Выходцы с Кавказа Карданы упоминались еще в средневековых хрониках: в XVI веке в Италии Джероламо Кардано изобрел карданный вал, в России Кардановы служили при дворе Ивана Грозного. А сегодня клан насчитывает около 65 000 человек! В дальних родственниках художника Шемякина – чуть ли не половина населения Кабардино-Балкарии, а также многочисленные кабардинцы, рассеянные по всему свету, в том числе известный дирижер Юрий Темирканов. Вполне возможно, что и Пьер Карден – Шемякинский родственник!

***

От кавказских предков Михаил Михайлович унаследовал упрямую непокорность. Он выламывался из строя. Шагал не в ногу. Не вписывался в каноны.
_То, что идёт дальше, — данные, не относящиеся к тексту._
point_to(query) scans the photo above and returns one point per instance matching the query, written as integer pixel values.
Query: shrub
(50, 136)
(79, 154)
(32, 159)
Не укладывался в ранжиры. Творил так, словно за окном фиалки Монмартра, а не пыльная совковая серость.

Его инакость поражала. Еще чаще – раздражала. За категорическое несоответствие принципам соцреализма его исключили из художественной школы при Институте живописи, скульптуры и архитектуры им. И.Е. Репина в Ленинграде. Затем и вовсе – упекли в психушку, поставили диагноз «вялотекущая шизофрения», держали в отделении для буйных и кололи инсулином. Выйдя из лечебницы, он отправился в горы, год жил отшельником, ночевал в кишащих змеями пещерах, ждал, пока организм очистится от «химии». Благо, к аскетичному существованию был привычен – в юности подвизался послушником в Псково-Печорском монастыре. Да и вообще бытом интересовался несоизмеримо меньше, чем бытием, – по возвращении в Ленинград довольствовался работой такелажника в Эрмитаже, получал копейки, зато мог копировать полотна знаменитых живописцев и тем самым оттачивать свое мастерство.

В 1962 году в редакции ленинградского журнала «Звезда» состоялась дебютная выставка молодого 19-летнего художника Михаила Шемякина. Следом прошло еще несколько – полуподпольных, раскритикованных, обруганных «идеологической диверсией».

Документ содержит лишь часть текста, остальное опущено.